Saarbrücken (Sarrebruck auf Französisch), unser Standquartier, bot drei Besonderheiten. Ein unsichtbares Mahnmal – die Namen früherer jüdischer Friedhöfe sind vorm Schloss in Pflastersteine eingraviert, aber an der Unterseite. 1934, im Jahr der bekannteren Barmer Bekenntnissynode, fand hier ebenfalls eine Bekenntnissynode statt, die aufrechte Geister gegen den NS-Ungeist vereint. Café Schubert in der Fußgängerzone war die Empfehlung der Reiseleiterin wert – in der Mittagspause hatten sich hier nach und nach nahezu alle Civilisten versammelt. Die Völklinger Hütte, ein rostiger Irrgarten von gigantischer Technik, war natürlich ein sehenswertes Highlight, das mit seinen immens steilen und hohen Eisentreppen den behelmten Besuchern einiges abverlangte. Ein Glücksfall, dass dieses Industriedenkmal seit 1986 geschützt ist und seit 1994 zum Weltkulturerbe gehört.

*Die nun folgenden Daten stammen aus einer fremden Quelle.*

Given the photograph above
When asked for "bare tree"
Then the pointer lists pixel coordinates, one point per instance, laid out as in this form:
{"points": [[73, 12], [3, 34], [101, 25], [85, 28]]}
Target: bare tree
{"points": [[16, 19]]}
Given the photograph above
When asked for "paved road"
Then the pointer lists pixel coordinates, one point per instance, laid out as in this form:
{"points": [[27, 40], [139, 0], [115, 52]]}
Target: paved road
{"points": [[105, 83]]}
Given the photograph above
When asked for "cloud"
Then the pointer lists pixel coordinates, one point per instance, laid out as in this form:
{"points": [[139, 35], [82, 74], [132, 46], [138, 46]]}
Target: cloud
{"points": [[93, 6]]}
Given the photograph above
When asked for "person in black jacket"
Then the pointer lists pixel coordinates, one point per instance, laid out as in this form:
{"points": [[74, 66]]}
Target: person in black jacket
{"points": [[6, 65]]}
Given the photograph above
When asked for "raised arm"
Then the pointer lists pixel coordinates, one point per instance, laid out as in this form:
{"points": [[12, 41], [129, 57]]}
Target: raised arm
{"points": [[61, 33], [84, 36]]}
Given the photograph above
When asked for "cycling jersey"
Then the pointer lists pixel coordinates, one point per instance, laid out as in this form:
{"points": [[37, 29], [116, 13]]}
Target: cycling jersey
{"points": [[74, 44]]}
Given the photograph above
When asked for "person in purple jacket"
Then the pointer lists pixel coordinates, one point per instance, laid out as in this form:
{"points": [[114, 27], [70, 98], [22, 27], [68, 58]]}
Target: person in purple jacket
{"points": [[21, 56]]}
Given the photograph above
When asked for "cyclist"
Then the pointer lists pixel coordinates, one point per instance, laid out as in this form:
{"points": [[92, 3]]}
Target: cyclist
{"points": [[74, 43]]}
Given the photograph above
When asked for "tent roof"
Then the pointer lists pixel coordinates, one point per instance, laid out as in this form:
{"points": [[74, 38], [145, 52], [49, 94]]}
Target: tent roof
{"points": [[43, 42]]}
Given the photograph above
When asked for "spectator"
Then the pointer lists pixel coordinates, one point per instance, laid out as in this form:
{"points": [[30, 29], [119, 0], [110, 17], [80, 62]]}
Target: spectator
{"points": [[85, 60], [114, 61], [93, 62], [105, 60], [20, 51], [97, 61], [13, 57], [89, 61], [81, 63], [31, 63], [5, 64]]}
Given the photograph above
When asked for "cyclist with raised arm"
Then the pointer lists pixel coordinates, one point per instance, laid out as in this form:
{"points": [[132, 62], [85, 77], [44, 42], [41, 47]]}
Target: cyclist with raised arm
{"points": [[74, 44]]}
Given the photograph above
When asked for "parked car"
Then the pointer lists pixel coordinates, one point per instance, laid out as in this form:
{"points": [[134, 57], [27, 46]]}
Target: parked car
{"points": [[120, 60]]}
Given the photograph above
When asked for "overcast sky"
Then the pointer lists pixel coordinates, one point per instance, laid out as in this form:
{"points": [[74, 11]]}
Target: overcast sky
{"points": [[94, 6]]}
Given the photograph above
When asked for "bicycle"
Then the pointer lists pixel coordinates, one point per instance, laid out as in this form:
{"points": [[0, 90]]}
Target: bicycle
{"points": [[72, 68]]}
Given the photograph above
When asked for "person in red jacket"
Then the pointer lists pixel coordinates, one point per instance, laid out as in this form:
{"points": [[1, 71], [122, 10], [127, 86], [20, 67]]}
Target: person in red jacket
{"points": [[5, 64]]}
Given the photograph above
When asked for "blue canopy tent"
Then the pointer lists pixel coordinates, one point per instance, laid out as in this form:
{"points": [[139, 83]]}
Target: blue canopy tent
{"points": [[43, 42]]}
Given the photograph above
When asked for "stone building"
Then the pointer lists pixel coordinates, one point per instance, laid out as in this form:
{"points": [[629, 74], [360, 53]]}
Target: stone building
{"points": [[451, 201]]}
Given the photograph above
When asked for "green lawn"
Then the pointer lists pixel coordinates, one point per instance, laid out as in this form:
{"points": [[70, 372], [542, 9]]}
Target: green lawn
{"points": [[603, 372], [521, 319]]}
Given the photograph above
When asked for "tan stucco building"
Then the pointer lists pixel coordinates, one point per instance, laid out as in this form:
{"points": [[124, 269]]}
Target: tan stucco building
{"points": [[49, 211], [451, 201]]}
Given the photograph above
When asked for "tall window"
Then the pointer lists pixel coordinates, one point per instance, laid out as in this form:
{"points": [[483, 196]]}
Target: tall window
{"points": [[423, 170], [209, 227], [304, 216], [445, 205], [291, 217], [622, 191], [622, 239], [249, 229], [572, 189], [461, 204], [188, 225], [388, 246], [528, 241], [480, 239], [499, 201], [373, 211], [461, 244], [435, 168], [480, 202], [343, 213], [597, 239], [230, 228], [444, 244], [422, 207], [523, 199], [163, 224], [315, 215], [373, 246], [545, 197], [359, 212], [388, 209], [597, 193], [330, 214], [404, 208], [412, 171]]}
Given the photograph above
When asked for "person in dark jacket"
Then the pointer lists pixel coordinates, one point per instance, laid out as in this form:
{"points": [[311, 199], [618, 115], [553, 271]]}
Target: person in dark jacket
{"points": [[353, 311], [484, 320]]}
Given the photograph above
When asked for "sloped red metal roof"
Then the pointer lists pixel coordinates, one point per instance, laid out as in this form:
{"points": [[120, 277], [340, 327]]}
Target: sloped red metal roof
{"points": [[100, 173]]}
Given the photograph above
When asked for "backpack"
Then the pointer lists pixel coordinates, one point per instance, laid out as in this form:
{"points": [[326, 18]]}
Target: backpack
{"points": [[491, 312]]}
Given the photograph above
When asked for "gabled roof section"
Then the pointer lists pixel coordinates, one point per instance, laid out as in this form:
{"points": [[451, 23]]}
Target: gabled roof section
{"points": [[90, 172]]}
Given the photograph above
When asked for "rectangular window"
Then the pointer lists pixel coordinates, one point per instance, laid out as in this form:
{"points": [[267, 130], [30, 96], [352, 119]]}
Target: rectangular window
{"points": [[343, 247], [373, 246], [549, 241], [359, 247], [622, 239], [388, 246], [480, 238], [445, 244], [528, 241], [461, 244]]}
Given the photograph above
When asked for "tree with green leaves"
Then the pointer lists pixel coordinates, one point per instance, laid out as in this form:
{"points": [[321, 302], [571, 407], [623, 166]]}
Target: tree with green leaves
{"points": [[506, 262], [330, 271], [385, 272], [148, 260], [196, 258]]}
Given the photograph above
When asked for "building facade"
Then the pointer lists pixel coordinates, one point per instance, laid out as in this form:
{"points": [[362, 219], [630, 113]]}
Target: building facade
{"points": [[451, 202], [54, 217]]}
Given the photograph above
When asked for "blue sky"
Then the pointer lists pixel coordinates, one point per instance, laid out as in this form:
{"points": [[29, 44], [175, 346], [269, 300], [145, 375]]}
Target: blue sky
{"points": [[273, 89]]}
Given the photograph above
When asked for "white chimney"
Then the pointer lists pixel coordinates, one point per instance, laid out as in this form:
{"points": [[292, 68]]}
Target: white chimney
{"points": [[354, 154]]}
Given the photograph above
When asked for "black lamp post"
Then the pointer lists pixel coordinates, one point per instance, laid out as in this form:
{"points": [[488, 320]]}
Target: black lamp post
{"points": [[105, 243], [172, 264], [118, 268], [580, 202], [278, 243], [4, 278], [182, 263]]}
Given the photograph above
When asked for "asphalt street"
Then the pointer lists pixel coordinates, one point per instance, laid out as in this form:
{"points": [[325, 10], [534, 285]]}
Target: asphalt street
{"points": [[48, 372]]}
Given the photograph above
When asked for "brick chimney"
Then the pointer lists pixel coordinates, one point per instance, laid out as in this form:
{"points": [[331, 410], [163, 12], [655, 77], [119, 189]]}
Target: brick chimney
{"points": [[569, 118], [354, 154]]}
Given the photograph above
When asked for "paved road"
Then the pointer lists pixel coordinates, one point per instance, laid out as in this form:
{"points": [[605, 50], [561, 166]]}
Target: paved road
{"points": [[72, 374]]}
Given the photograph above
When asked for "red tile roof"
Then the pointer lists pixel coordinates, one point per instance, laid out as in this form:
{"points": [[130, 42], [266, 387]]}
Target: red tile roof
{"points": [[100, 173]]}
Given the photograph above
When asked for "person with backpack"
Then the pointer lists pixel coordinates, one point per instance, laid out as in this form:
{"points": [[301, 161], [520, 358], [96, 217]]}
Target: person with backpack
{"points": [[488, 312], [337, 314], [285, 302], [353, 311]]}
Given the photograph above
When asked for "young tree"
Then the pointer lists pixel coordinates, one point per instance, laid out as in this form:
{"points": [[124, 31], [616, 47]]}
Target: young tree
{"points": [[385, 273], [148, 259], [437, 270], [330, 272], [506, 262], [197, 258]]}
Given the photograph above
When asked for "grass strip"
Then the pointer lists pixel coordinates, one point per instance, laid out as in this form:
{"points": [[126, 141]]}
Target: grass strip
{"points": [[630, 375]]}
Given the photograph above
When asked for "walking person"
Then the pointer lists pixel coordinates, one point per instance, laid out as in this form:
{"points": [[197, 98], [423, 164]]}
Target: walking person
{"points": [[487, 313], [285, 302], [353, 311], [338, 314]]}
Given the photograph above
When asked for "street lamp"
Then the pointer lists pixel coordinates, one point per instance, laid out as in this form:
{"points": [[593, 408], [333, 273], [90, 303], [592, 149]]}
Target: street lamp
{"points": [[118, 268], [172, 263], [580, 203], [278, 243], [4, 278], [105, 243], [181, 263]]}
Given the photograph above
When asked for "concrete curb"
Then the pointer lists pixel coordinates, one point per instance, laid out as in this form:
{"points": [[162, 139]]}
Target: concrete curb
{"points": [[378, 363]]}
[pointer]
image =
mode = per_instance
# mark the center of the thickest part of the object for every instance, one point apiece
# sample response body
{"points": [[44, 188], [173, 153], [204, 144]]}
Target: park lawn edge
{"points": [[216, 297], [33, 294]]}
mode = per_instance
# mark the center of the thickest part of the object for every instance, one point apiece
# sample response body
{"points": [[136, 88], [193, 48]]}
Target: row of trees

Drei mittelgroße französische Städte, aber mit klanghaften Namen – Reims, Metz und Nancy. Absolut beeindruckend, vor allem auch beim Erstbesuch. Reims, die historische Krönungsstadt aller französischen Könige, imponiert durch seine riesige Kathedrale, wahrhaft Staats tragend, aber an allen Portalen und Pfeilern Baustelle, andauernder Kampf gegen Verwitterung und die noch vorhandenen Brandschäden aus dem Großen Krieg. Überraschend sind einige moderne Glasfenster, von Marc Chagall und von dem bei uns weitgehend unbekannten deutschen Künstler Imi Knoebel, die quasi als Wiedergutmachung der zerschossenen Kathedrale von der Bundesrepublik geschenkt wurden. Nancy ist ein einziges opulentes Stadtgemälde aus dem 18. Jahrhundert mit dem „schönsten Platz der Welt“, wie unsere Führerin lobte. Das alles verdankt die Stadt dem polnisch-französischen Fürsten Stanislas, der seiner Fantasie und seinem guten Geschmack freien Lauf lassen konnte. Metz ist in Teilen überraschend wilhelminisch geprägt, schließlich gehörte die Stadt von 1871 bis 1918 zum Kaiserreich. Die „Laterne Gottes“, die Kathedrale überwältigt einfach mit ihrer architektonischen Wucht, ganze Fensterwände breiten sich aus, und die große Rosette stammt von dem Glaskünstler Hermann von Münster. So klein ist die Welt.

Den letzten Abend in der Gaststätte „Stiefel“ nutzte der Präsident für einen umfassenden Dank an die Reisechefin Dr. Renate Düttmann-Braun, verbunden mit dem Grundstein für eine Bücherkiste. Mit Standing Ovations dankten die Civilisten für die wunderbare Studienreise.                                                E. O.